Wednesday 3 April 2013

We're a bit frustrated now, we want to get cracking on something.  We've asked Constantine to research straw bales, and he seems to think he can get build-quality bales here in Greece, so that looks promising.  We've also asked for prices for floorboards to do out the mezzanine, so we can move in as soon as the weather is a little warmer at night.  Then there's the bathroom to staircase floor, if that gets done we can install a loo, build the internal corridor walls and put in stairs - so we need some stone flags.  Anyway, all these possible projects are in limbo, and we don't quite know what to do with ourselves. 

So today, Dave decided to try lath and plaster.  We have a lot of left-over wood from the roofing boards, as well as various offcuts from everything else, and all the temporary bracing struts.  This amount of wood is taking up floor space and being a nuisance when we're painting the wood frame.  So any productive use of the wood is excellent, as it helps to clear the space.

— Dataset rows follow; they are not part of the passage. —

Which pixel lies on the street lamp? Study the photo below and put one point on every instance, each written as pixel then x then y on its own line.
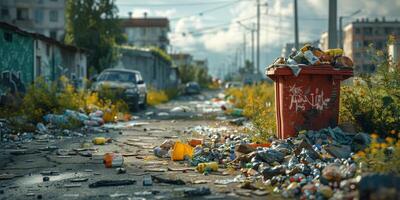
pixel 340 45
pixel 253 30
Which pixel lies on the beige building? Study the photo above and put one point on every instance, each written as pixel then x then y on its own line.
pixel 41 16
pixel 181 59
pixel 147 32
pixel 323 42
pixel 359 34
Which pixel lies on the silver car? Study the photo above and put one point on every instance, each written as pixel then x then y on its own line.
pixel 126 84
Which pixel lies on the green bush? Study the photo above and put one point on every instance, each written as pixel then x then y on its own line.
pixel 257 102
pixel 373 102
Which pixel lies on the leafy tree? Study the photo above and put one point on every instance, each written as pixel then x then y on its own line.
pixel 94 25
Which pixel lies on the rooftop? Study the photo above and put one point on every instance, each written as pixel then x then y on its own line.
pixel 145 22
pixel 38 36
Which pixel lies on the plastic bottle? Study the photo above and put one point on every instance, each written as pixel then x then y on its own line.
pixel 212 166
pixel 308 54
pixel 111 160
pixel 101 140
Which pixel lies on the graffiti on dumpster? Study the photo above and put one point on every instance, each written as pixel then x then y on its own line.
pixel 299 100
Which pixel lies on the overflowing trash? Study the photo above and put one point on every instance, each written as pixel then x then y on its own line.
pixel 310 55
pixel 311 166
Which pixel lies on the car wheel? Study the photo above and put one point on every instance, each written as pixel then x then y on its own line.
pixel 144 104
pixel 135 106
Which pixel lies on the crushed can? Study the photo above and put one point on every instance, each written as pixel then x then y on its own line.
pixel 112 160
pixel 212 166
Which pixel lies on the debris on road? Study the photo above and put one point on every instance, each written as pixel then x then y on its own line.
pixel 112 160
pixel 158 179
pixel 108 183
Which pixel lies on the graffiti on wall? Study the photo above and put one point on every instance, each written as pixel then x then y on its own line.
pixel 17 54
pixel 299 100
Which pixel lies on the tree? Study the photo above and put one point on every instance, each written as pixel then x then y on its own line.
pixel 94 26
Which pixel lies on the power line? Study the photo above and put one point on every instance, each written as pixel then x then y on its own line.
pixel 201 13
pixel 219 27
pixel 173 4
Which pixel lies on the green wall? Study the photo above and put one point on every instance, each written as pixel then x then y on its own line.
pixel 17 55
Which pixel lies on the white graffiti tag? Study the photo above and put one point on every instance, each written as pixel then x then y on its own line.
pixel 299 100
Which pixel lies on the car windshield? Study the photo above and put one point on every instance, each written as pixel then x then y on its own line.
pixel 117 76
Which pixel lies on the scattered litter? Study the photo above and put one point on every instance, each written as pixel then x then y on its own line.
pixel 113 160
pixel 73 185
pixel 195 192
pixel 107 183
pixel 168 181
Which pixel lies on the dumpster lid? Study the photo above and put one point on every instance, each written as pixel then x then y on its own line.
pixel 285 70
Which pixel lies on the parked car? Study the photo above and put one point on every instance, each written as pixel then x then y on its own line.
pixel 126 84
pixel 192 88
pixel 233 85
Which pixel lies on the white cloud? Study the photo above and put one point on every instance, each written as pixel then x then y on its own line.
pixel 139 12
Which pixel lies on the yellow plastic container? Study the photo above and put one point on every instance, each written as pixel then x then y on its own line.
pixel 180 150
pixel 202 166
pixel 99 140
pixel 334 52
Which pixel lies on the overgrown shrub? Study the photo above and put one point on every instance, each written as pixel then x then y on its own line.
pixel 43 98
pixel 382 155
pixel 257 102
pixel 373 102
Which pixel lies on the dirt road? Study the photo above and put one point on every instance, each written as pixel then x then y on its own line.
pixel 26 167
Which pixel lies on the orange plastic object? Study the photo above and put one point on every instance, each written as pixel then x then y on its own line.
pixel 255 145
pixel 194 142
pixel 113 160
pixel 181 150
pixel 309 101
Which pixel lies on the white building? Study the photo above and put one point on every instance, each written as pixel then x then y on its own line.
pixel 42 16
pixel 147 32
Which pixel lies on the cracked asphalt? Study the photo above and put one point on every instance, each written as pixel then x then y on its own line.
pixel 42 158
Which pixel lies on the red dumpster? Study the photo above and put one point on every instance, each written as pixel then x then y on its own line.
pixel 309 101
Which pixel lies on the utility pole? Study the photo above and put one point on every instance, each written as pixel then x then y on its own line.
pixel 332 28
pixel 252 29
pixel 296 27
pixel 340 39
pixel 252 46
pixel 244 48
pixel 258 37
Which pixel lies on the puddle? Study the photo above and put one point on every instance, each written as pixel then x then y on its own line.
pixel 38 178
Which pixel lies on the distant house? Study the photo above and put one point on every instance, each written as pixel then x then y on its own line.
pixel 147 32
pixel 26 56
pixel 41 16
pixel 201 63
pixel 181 59
pixel 359 34
pixel 155 68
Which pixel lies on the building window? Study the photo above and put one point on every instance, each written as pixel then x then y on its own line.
pixel 22 14
pixel 53 34
pixel 368 31
pixel 38 15
pixel 388 30
pixel 47 49
pixel 53 16
pixel 38 66
pixel 5 13
pixel 7 37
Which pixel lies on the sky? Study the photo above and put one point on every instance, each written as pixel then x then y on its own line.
pixel 209 29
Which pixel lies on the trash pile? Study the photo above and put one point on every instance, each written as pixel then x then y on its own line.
pixel 314 165
pixel 310 55
pixel 69 124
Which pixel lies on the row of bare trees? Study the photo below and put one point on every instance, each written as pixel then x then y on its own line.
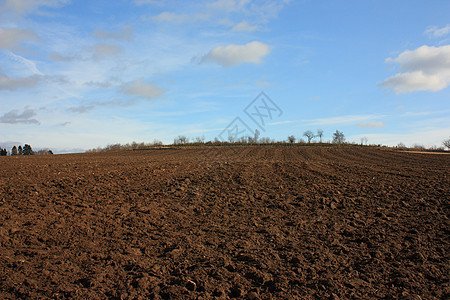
pixel 338 136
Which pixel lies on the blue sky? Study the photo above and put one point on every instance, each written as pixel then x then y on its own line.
pixel 79 74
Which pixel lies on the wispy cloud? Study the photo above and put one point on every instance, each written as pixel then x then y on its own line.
pixel 126 34
pixel 29 64
pixel 15 117
pixel 12 84
pixel 372 124
pixel 142 89
pixel 232 55
pixel 435 31
pixel 11 38
pixel 349 119
pixel 103 50
pixel 28 6
pixel 424 69
pixel 244 26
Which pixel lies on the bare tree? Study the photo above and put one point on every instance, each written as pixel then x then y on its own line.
pixel 257 133
pixel 319 134
pixel 338 137
pixel 364 140
pixel 181 140
pixel 309 135
pixel 446 143
pixel 291 139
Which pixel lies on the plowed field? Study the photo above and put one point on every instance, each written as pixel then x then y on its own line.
pixel 254 222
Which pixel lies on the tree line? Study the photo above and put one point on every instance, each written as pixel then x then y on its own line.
pixel 25 150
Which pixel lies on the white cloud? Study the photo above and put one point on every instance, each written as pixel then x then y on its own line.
pixel 244 27
pixel 228 5
pixel 14 117
pixel 12 84
pixel 171 17
pixel 232 55
pixel 104 50
pixel 372 124
pixel 126 34
pixel 151 2
pixel 438 32
pixel 28 64
pixel 12 37
pixel 349 119
pixel 27 6
pixel 141 89
pixel 424 69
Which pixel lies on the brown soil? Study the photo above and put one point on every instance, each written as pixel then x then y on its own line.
pixel 238 222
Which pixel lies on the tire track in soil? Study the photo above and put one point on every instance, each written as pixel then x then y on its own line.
pixel 271 222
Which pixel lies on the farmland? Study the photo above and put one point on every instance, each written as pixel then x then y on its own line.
pixel 226 222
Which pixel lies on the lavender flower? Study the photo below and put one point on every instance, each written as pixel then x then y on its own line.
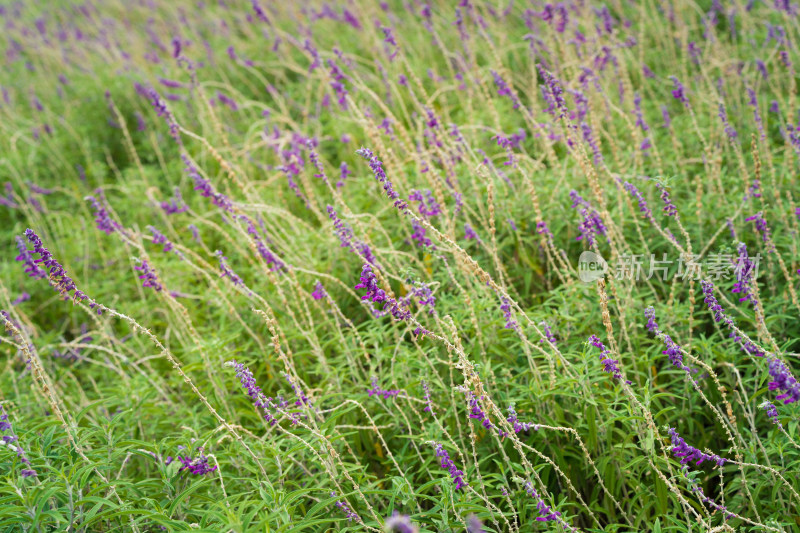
pixel 446 463
pixel 377 169
pixel 782 380
pixel 101 216
pixel 376 390
pixel 197 466
pixel 474 525
pixel 504 90
pixel 400 523
pixel 610 365
pixel 9 439
pixel 57 275
pixel 226 270
pixel 348 513
pixel 772 412
pixel 679 92
pixel 427 397
pixel 175 204
pixel 689 453
pixel 31 268
pixel 516 424
pixel 148 277
pixel 546 514
pixel 470 234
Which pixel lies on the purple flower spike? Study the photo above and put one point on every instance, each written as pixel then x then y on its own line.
pixel 610 365
pixel 377 169
pixel 250 387
pixel 689 453
pixel 446 463
pixel 370 282
pixel 546 514
pixel 10 439
pixel 148 277
pixel 319 292
pixel 197 466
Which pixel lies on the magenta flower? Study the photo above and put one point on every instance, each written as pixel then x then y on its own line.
pixel 148 277
pixel 689 453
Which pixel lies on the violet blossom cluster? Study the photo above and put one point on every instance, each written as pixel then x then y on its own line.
pixel 148 276
pixel 376 390
pixel 546 514
pixel 101 215
pixel 673 351
pixel 248 383
pixel 446 463
pixel 10 439
pixel 516 424
pixel 783 381
pixel 57 275
pixel 591 223
pixel 31 268
pixel 377 169
pixel 689 453
pixel 175 204
pixel 345 508
pixel 610 365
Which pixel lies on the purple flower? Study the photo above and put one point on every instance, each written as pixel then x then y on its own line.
pixel 546 514
pixel 428 206
pixel 31 268
pixel 345 508
pixel 643 208
pixel 101 216
pixel 419 235
pixel 197 466
pixel 474 525
pixel 226 270
pixel 148 277
pixel 250 387
pixel 610 365
pixel 729 130
pixel 678 92
pixel 319 292
pixel 504 90
pixel 57 275
pixel 783 380
pixel 516 424
pixel 446 463
pixel 376 390
pixel 377 169
pixel 712 302
pixel 470 234
pixel 427 397
pixel 175 204
pixel 400 523
pixel 689 453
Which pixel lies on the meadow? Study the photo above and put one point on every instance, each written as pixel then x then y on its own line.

So we agreed that Dave would have a go at the first internal wall inside the front door - this is destined to be the back of the battery store cupboard, so he's free to make a mess if he wants.  He cut the roofing boards along their length to make laths approx 3cm wide, and nailed them with 1 cm gaps to batons inside the first trial aperture in the wall.  We picked a rectangle for the first go:


Over the laths is layered a piece of plasterer's netting.  Once upon a time this would've been hessian or burlap, but nowadays it is fibreglass.
 The reverse side faces the bathroom, and will need a waterproof covering, so it can't be earth plaster.  So we used a bit of polyester insulation left over from building the shed, as the entryway won't be heated but hopefully the bathroom will, and held it in place with a few boards.  Eventually we will decide what to face the wall with on that side.
Here's Dave, surrounded by his earth plastering equipment.  The earth is a seam of good clay that appeared about 2 feet down on the land while Dave was digging out the drainage ditch.  We set the good stuff aside on the blue tarp, and Dave has had it soaking in the flat bucket for a day or two.
 So now he has this interesting clay slip
 which can be ladled onto a wire mesh screen to be sieved into a fine paste, which is mixed with some 1" lengths of dry grass, cut from our field, and bags of sand left over from the roof mortar,
 and then slapped onto the trial frame, using hands, and a small trowel for the corner-y bits
Dave says it's a bit rough on the hands - it is full of sharp builder's sand, after all - but otherwise quite pleasant to work.  This is a first 'scratch' coat.  There'll be two more, increasingly fine coats after this.